Behavior of convex integrand at a d-apex of its Wulff shape and approximation of spherical bodies of constant width

Let \(\gamma : S^n\rightarrow \mathbb {R}_+\) be a convex integrand and \(\mathcal {W}_\gamma \) be the Wulff shape of \(\gamma \). A d-apex point naturally arises in a non-smooth Wulff shape, in particular, as a vertex of a convex polytope. In this paper, we study the behavior of the convex integrand at a d-apex point of its Wulff shape. We prove that \(\gamma (P)\) is locally maximum, and \(\mathbb {R}_+ P\cap \partial \mathcal {W}_\gamma \) is a d-apex point of \(\mathcal {W}_\gamma \) if and only if the graph of \(\gamma \) around the d-apex point is a piece of a sphere with center \(\frac{1}{2}\gamma (P)P\) and radius \(\frac{1}{2}\gamma (P)\).
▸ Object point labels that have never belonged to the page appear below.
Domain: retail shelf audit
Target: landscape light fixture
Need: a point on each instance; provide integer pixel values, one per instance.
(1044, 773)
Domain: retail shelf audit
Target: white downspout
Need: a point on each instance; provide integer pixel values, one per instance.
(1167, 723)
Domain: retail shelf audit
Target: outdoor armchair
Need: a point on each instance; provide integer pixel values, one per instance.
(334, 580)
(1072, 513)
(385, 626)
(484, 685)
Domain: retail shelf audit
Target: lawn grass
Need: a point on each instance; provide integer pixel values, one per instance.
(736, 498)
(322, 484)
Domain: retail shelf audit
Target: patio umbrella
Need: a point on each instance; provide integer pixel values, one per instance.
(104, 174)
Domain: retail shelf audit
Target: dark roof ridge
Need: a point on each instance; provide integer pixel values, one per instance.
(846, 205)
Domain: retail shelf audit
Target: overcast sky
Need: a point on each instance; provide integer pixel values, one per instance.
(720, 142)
As an application of the proof of this result, we prove that for any spherical convex body C of constant width \(\tau >\pi /2\), there exists a sequence \(\{C_i\}_{i=1}^\infty \) of convex bodies of constant width \(\tau \), whose boundaries consist only of arcs of circles of radius \(\tau -\frac{\pi }{2}\) and great circle arcs such that \(\lim _{i\rightarrow \infty }C_i=C\) with respect to the Hausdorff distance.